The two Sundays I see are significantly lower in volume of transactions than all other days. 
Also, Thursdays, Fridays and Saturdays are approximately 25% higher in number of transactions and 40% higher in sales revenue than Mondays, Tuesdays and Wednesdays.

Does it make sense to open stores on Sundays? 

The full week data is available only for week 8 (WS) and week 14 (NWS). Let's compare these two.


### Instructions

Calculate the total weekly sales amount for week 8 and 14 in 2019.

In [76]:
SELECT DATE_PART('week', end_date_time::DATE) AS week_number,
		ROUND(SUM(amount),2) AS total_sales
FROM 'pos_transactions.csv'
WHERE EXTRACT(YEAR FROM end_date_time) == 2019
	AND DATE_PART('week', end_date_time::DATE) IN (8,14)
GROUP BY week_number
ORDER BY week_number;

Unnamed: 0,week_number,total_sales
0,8,1686485.72
1,14,1690989.87


## Task 7: How much does labor cost?

Week 8 (WS) revenue is PLN1.7M and also week 14 (NWS) has PLN1.7M. It may be possible that customers go shopping before Sunday knowing that the store will be closed on that day. 

Assuming that the competition is going to also notice this trend and close on Sundays, and assuming that our stores can rearrange the workforce shifts to 6 days a week cutting the Sunday shifts **there may be possible savings from closing the stores on Sundays with no impact on revenue**. 
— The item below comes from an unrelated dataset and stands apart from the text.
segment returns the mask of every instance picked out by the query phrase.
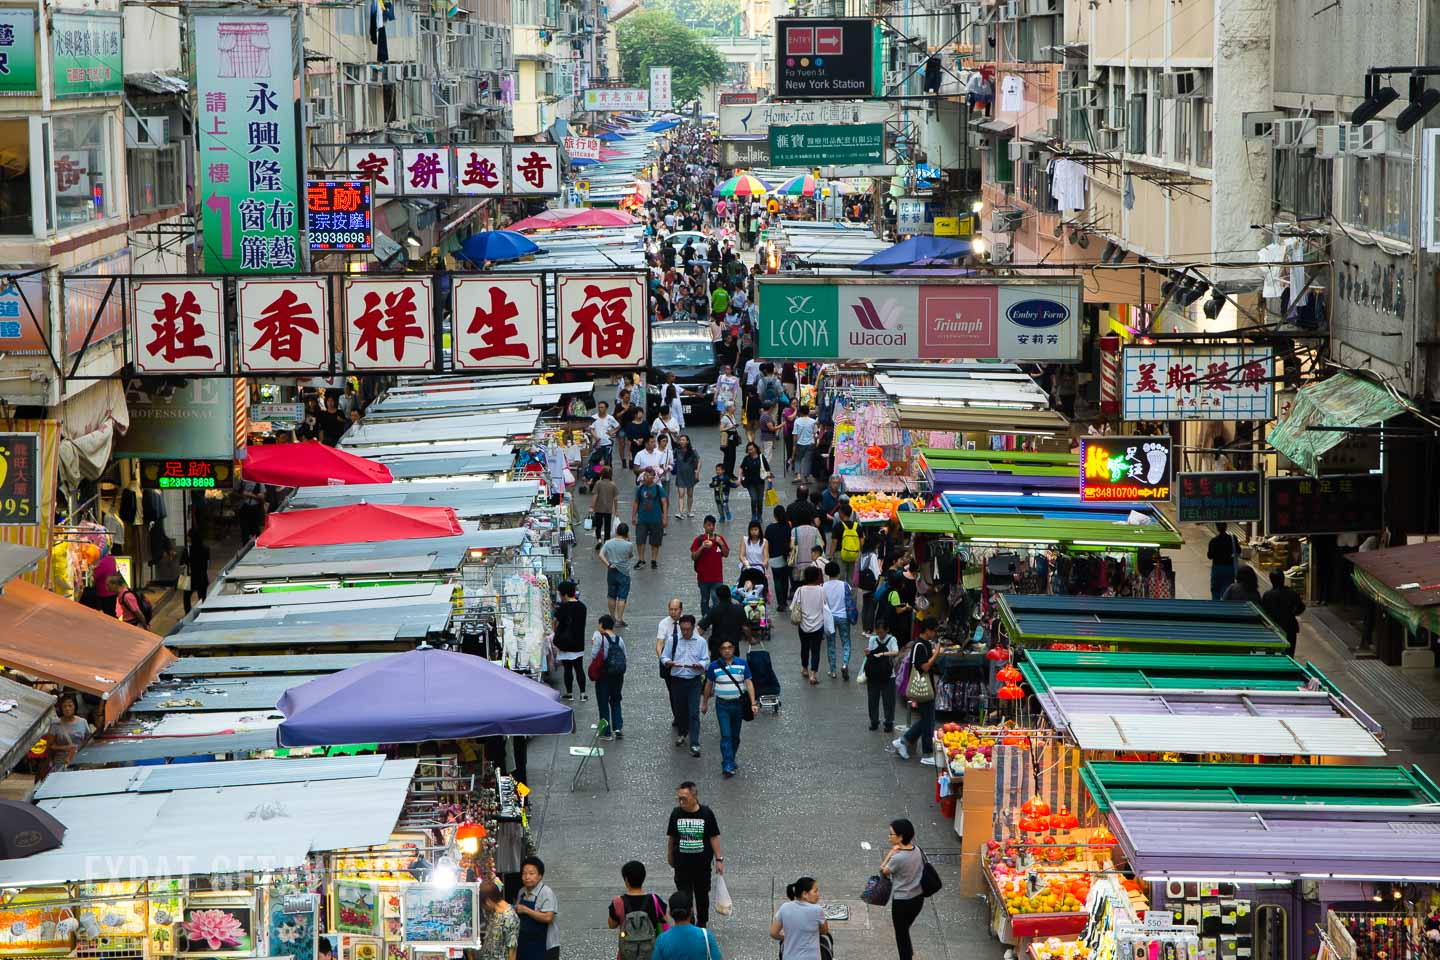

I start quantifying the savings with labour costs, how many operators were working on working Sundays? 

### Instructions

Find out how many operators were working on each day in 2019 by counting `operator_id `working on each `begin_date_time`  

In [90]:
SELECT begin_date_time::DATE AS begin_date,
		DATE_PART('weekday', begin_date_time::DATE) AS Weekday,
		COUNT(DISTINCT operator_id) AS 'Working Operators',
FROM 'pos_operator_logs.csv'
WHERE EXTRACT(YEAR FROM begin_date_time) == 2019
		AND DATE_PART('weekday', begin_date_time::DATE) == 0
GROUP BY begin_date_time::DATE
ORDER BY begin_date;

Unnamed: 0,begin_date,Weekday,Working Operators
0,2019-02-24 00:00:00+00:00,0,18
1,2019-03-31 00:00:00+00:00,0,20


The stores had 18 employees working on Sunday 24 February and 20 employees working on Sunday 31 March. 
I would then look into the hours per shift and the cost per hour to calcute the average savings per Sunday, as well as estimate all other costs of keeping stores open and operational (e.g. energy costs). On the other hand stores may have additional costs for not opening one day, for example for short shelf life goods that may go unsold.